Toy airplanes are now the most popular offering at the Shaheed Baba Nihal Singh Gurdwara, a 150-year-old Sikh temple in Talhan, India. The toys are left behind by those hoping to secure visas into places like Europe, Canada and the United States.

A couple years back, the story goes, a man visited Shaheed Baba Nihal Singh Gurdwara, a 150-year-old Sikh temple in Talhan, India, seeking help securing a visa to the United States. It's common for those in need to visit temples, and the man dutifully promised to return with the gift of a toy airplane should he receive a visa.
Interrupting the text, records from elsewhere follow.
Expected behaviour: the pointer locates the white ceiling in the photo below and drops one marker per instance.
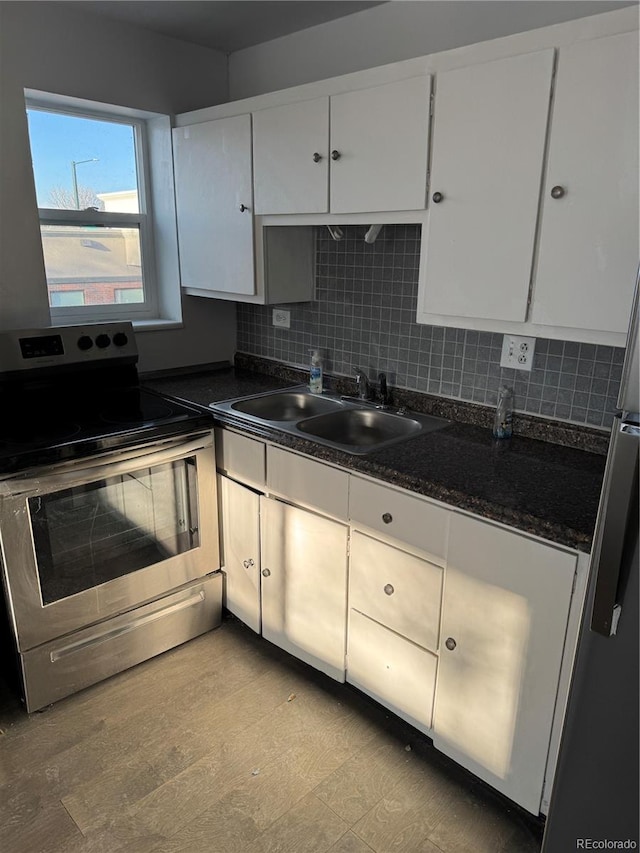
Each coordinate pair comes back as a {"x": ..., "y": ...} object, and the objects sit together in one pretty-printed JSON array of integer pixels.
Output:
[{"x": 224, "y": 26}]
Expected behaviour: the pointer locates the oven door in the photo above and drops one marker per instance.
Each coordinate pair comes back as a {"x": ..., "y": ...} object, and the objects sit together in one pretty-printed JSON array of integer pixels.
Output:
[{"x": 91, "y": 539}]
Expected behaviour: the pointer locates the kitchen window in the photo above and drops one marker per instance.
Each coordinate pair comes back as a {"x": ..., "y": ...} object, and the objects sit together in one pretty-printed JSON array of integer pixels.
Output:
[{"x": 93, "y": 171}]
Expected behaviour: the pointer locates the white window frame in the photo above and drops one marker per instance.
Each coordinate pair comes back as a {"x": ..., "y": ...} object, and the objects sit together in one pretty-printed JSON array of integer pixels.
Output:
[{"x": 162, "y": 306}]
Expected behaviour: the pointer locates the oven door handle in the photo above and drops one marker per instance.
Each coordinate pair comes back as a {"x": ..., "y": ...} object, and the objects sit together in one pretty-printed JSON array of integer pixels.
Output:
[{"x": 48, "y": 480}]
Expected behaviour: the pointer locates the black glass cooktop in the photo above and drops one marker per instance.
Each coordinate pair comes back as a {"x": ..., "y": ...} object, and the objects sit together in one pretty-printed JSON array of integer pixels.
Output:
[{"x": 73, "y": 421}]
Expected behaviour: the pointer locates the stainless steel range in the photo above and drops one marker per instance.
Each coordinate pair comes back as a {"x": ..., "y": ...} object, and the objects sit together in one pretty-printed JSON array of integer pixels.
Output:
[{"x": 108, "y": 532}]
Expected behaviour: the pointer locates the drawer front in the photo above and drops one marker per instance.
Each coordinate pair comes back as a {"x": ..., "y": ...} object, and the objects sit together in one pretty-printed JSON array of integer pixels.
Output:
[
  {"x": 308, "y": 482},
  {"x": 390, "y": 669},
  {"x": 241, "y": 457},
  {"x": 401, "y": 516},
  {"x": 397, "y": 589}
]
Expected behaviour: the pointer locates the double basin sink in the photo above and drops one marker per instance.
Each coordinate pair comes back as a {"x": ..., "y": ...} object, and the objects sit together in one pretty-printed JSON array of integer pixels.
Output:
[{"x": 347, "y": 424}]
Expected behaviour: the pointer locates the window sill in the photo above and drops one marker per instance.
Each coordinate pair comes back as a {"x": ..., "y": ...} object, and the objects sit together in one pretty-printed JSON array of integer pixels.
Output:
[{"x": 156, "y": 325}]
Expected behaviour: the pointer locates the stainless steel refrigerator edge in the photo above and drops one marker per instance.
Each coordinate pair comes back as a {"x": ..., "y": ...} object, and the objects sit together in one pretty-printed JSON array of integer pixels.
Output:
[{"x": 594, "y": 802}]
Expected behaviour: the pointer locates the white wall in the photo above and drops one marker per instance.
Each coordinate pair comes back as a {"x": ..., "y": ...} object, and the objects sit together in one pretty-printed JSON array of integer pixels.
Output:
[
  {"x": 401, "y": 29},
  {"x": 49, "y": 47}
]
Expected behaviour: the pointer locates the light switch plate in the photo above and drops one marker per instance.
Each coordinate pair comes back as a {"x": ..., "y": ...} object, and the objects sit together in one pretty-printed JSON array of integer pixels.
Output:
[
  {"x": 281, "y": 318},
  {"x": 517, "y": 352}
]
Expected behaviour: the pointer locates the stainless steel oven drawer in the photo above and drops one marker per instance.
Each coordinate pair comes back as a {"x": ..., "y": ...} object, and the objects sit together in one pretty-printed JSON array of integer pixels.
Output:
[{"x": 61, "y": 667}]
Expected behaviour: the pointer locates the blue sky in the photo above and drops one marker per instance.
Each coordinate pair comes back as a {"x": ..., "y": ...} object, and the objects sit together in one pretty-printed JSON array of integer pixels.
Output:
[{"x": 57, "y": 140}]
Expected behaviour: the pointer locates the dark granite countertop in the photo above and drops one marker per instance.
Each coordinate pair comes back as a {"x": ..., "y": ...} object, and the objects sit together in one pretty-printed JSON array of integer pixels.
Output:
[{"x": 543, "y": 488}]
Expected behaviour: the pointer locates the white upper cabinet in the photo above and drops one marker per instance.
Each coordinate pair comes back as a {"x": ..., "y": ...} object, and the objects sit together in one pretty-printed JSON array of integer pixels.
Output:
[
  {"x": 379, "y": 147},
  {"x": 490, "y": 125},
  {"x": 290, "y": 158},
  {"x": 214, "y": 202},
  {"x": 369, "y": 147},
  {"x": 588, "y": 252}
]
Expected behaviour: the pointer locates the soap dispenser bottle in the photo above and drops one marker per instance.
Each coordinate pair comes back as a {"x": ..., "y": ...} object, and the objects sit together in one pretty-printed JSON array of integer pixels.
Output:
[
  {"x": 502, "y": 424},
  {"x": 315, "y": 373}
]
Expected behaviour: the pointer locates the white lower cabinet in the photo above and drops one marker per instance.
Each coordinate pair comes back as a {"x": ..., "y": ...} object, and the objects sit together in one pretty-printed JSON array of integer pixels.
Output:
[
  {"x": 460, "y": 626},
  {"x": 394, "y": 620},
  {"x": 240, "y": 547},
  {"x": 504, "y": 621},
  {"x": 391, "y": 669},
  {"x": 304, "y": 584}
]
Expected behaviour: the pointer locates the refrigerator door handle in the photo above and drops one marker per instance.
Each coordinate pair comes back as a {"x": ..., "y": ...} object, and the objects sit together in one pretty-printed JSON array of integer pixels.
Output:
[{"x": 620, "y": 485}]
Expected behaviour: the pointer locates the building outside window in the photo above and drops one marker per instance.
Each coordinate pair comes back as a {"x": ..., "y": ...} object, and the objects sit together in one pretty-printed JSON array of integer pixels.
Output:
[{"x": 90, "y": 172}]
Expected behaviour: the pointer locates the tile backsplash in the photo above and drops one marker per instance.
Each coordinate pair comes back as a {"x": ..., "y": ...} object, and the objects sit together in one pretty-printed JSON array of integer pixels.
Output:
[{"x": 364, "y": 316}]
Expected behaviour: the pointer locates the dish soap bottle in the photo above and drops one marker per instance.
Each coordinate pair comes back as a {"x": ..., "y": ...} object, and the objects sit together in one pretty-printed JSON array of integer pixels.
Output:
[
  {"x": 502, "y": 424},
  {"x": 315, "y": 373}
]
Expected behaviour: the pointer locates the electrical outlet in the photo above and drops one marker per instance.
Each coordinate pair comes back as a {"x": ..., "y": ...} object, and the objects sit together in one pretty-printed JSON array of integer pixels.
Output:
[
  {"x": 281, "y": 318},
  {"x": 517, "y": 352}
]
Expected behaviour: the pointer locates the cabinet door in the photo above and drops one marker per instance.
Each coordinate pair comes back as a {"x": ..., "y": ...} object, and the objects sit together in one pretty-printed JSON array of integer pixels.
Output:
[
  {"x": 505, "y": 609},
  {"x": 304, "y": 585},
  {"x": 490, "y": 125},
  {"x": 214, "y": 202},
  {"x": 240, "y": 541},
  {"x": 588, "y": 252},
  {"x": 381, "y": 136},
  {"x": 291, "y": 159}
]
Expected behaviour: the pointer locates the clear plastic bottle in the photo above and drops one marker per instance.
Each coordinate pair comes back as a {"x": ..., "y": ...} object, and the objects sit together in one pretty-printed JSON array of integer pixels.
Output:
[
  {"x": 503, "y": 421},
  {"x": 315, "y": 373}
]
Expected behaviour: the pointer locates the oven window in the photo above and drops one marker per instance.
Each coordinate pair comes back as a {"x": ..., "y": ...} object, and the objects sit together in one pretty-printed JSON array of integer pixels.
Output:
[{"x": 92, "y": 534}]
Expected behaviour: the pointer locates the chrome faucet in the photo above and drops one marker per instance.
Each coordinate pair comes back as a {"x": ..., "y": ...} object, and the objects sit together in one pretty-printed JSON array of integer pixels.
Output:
[
  {"x": 363, "y": 386},
  {"x": 385, "y": 397}
]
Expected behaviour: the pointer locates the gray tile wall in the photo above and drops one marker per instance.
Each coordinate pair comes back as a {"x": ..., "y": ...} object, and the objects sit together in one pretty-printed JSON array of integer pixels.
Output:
[{"x": 364, "y": 316}]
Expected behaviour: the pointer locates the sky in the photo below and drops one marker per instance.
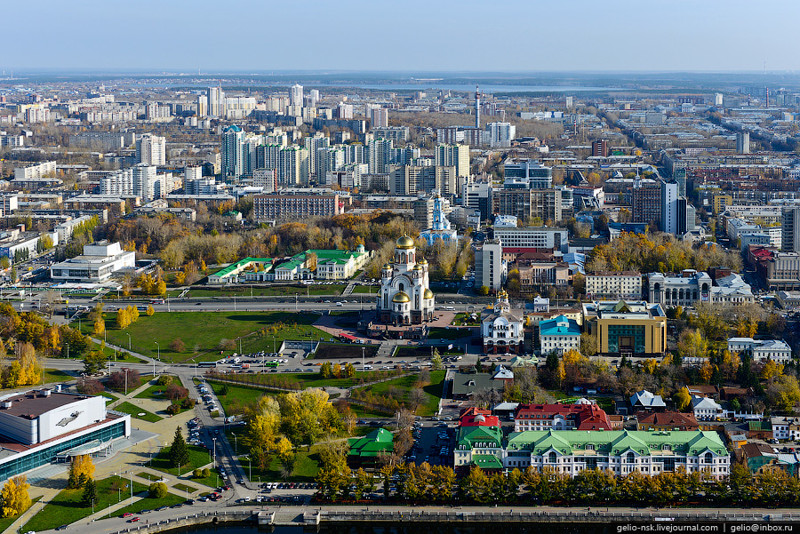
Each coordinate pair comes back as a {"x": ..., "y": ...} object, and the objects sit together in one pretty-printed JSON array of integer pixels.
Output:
[{"x": 402, "y": 35}]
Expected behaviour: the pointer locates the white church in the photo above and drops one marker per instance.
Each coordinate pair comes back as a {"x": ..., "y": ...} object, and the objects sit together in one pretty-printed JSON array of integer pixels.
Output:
[{"x": 405, "y": 297}]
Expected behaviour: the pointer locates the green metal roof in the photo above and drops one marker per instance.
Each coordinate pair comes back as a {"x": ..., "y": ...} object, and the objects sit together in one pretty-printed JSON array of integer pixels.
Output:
[
  {"x": 616, "y": 442},
  {"x": 377, "y": 442},
  {"x": 486, "y": 461},
  {"x": 225, "y": 271}
]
The approval came four days later and the man, true to his word, returned with an airplane.

News of this spread quickly through the region, and making an offering of an airplane has become a tradition in India. The planes have become so popular with pilgrims that local shops started selling them and the temple must donate them to children in the community. Rajesh Vora has photographed the temple for Colors and says visas are in high demand as people seek better opportunities abroad.
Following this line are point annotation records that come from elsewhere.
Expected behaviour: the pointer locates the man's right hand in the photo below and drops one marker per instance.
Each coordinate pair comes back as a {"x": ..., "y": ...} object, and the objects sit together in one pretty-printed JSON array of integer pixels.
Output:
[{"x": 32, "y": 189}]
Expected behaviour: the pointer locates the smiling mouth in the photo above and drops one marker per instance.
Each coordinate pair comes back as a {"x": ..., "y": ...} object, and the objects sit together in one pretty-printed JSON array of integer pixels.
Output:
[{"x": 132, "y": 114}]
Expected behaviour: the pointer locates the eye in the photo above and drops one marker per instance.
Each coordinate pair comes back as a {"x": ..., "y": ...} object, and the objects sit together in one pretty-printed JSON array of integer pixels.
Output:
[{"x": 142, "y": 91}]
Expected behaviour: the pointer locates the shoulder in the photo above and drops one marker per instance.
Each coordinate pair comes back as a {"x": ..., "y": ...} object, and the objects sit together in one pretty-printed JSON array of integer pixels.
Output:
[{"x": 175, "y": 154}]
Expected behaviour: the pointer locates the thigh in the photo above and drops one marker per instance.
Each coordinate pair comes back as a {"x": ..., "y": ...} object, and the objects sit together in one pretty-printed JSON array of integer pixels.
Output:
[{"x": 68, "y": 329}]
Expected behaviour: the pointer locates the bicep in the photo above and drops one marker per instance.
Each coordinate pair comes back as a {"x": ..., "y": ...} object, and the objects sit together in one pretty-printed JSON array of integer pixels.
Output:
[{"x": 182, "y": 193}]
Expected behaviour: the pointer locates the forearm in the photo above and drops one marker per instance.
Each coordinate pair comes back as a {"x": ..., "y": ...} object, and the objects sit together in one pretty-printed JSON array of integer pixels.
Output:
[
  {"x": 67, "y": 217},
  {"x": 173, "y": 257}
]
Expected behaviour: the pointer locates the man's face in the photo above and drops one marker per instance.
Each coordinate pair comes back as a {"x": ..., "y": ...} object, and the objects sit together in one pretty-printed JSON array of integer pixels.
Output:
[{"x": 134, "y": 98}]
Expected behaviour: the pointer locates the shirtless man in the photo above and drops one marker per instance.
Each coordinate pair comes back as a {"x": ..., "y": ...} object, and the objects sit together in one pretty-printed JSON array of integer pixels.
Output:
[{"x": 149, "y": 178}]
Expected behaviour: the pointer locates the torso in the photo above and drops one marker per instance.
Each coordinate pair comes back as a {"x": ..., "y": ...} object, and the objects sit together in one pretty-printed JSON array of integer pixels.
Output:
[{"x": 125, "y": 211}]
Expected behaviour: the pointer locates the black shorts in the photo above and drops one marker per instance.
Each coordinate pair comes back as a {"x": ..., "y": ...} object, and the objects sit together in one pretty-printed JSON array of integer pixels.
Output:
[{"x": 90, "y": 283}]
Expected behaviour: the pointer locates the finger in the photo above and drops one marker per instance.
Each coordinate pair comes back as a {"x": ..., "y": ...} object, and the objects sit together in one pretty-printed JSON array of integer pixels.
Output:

“Besides Talhan, generally in rural Punjab, shrinking land holdings, lack of employment opportunities and increasingly uneconomical farming are responsible for people migrating to foreign land,” he says.

Leaving an offering at holy sites is as old as religion itself. Flowers and stones are common at gravesites, lighted candles and prayer cards in churches. At the Santuario de Chimayo in northern New Mexico, a priest blesses a pot of dirt and parishioners leave crutches and the like when the dirt eases their pain or helps heal their ailments. But toy airplanes surely are among the more unusual ways of requesting divine intervention.

Regardless of whether the offering works, many Punjabis continue leaving the country each year. Some 100,000 people from this state are jailed worldwide for illegal immigration, and almost every family in Talhan has at least one family member living abroad.

According to Colors, it’s not a taboo to leave the country illegally. In fact, it's celebrated. Many families of emigrants honor relatives living abroad by erecting water tanks that look like airplanes. These tanks, often perched atop the house, bear the logo of an airline from whatever country the relative now calls home. The British Airways livery is especially common. Vora says there is but one such totem in Talhan, but they're a common sight as you drive across Punjab.

“In rural Punjab, people often put up water tanks or models in the shape of football, religious symbols, vehicles, etc., to reflect their, beliefs, wealth, interest, profession and identity,” he says. “In the recent times airplanes also finds a place amongst such objects as more and more Punjabis are migrating and airplane models becomes a statement of their success in foreign land, their newly acquired wealth and status too in the society.”